It goes without saying that the law is supreme and must be obeyed. Civilization rests on obedience to law. But the law is not absolute. It requires to be construed. Rigid construction of the law works, and must work, in the vast majority of cases, for the benefit of the men who can hire the best lawyers and who have the sources of influence in lawmaking at their command. Strict construction necessarily favors the great interests as against the people, and in the long run can not do otherwise. Wise execution of the law must consider what the law ought to accomplish for the general good. The great oppressive trusts exist because of subservient lawmakers and adroit legal constructions. Here is the central stronghold of the money power in the everlasting conflict of the few to grab, and the many to keep or win the rights they were born with. Legal technicalities seldom help the people.

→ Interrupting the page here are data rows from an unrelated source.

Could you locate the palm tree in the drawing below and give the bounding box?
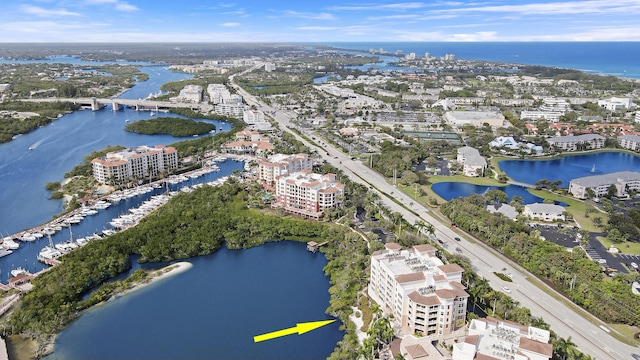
[553,336,576,360]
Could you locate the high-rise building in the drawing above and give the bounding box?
[368,243,469,337]
[273,170,344,219]
[91,145,178,184]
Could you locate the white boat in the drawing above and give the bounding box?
[11,267,31,277]
[2,236,20,250]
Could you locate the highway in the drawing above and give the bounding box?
[230,71,640,360]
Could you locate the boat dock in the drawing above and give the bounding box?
[307,241,329,253]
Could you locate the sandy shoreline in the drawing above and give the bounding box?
[11,261,193,360]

The people, not the law, should have the benefit of every doubt.
Equality of opportunity, a square deal for every man, the protection of the citizen against the great concentrations of capital, the intelligent use of laws and institutions for the public good, and the conservation of our natural resources, not for the trusts, but for the people; these are real issues and real problems. Upon such things as these the perpetuity of this country as a nation of homes really depends. We are coming to see that the simple things are the things to work for. More than that, we are coming to see that the plain American citizen is the man to work for. The imagination is staggered by the magnitude of the prize for which we work. If we succeed, there will exist upon this continent a sane, strong people, living through the centuries in a land subdued and controlled for the service of the people, its rightful masters, owned by the many and not by the few. If we fail, the great interests, increasing their control of our natural resources, will thereby control the country more and more, and the rights of the people will fade into the privileges of concentrated wealth.
There could be no better illustration of the eager, rapid, unwearied absorption by capital of the rights which belong to all the people than the water-power trust, perhaps not yet formed but in process of formation. This statement is true, but not unchallenged. We are met at every turn by the indignant denial of the water-power interests. They tell us that there is no community of interest among them, and yet they appear by their paid attorneys, year after year, at irrigation and other congresses, asking for help to remove the few remaining obstacles to their perpetual and complete absorption of the remaining water-powers. They tell us it has no significance that there is hardly a bank in some sections of the country that is not an agency for water-power capital, or that the General Electric Company interests are acquiring great groups of water-powers in various parts of the United States, and dominating the power market in the region of each group. And whoever dominates power, dominates all industry.
Have you ever seen a few drops of oil scattered on the water spreading until they formed a continuous film, which put an end at once to all agitation of the surface? The time for us to agitate this question is now, before the separate circles of centralized control spread into the uniform, unbroken, Nation-wide covering of a single gigantic trust. There will be little chance for mere agitation after that. No man at all familiar with the situation can doubt that the time for effective protest is very short. If we do not use it to protect ourselves now, we may be very sure that the trust will give hereafter small consideration to the welfare of the average citizen when in conflict with its own.
The man who really counts is the plain American citizen. This is the man for whom the Roosevelt policies were created, and his welfare is the end to which the Roosevelt policies lead.
I stand for the Roosevelt policies because they set the common good of all of us above the private gain of some of us; because they recognize the livelihood of the small man as more important to the Nation than the profit of the big man; because they oppose all useless waste at present at the cost of robbing the future; because they demand the complete, sane, and orderly development of all our natural resources; because they insist upon equality of opportunity and denounce monopoly and special privilege; because, discarding false issues, they deal directly with the vital questions that really make a difference with the welfare of us all; and, most of all, because in them the plain American always and everywhere holds the first place. And I propose to stand for them while I have the strength to stand for anything.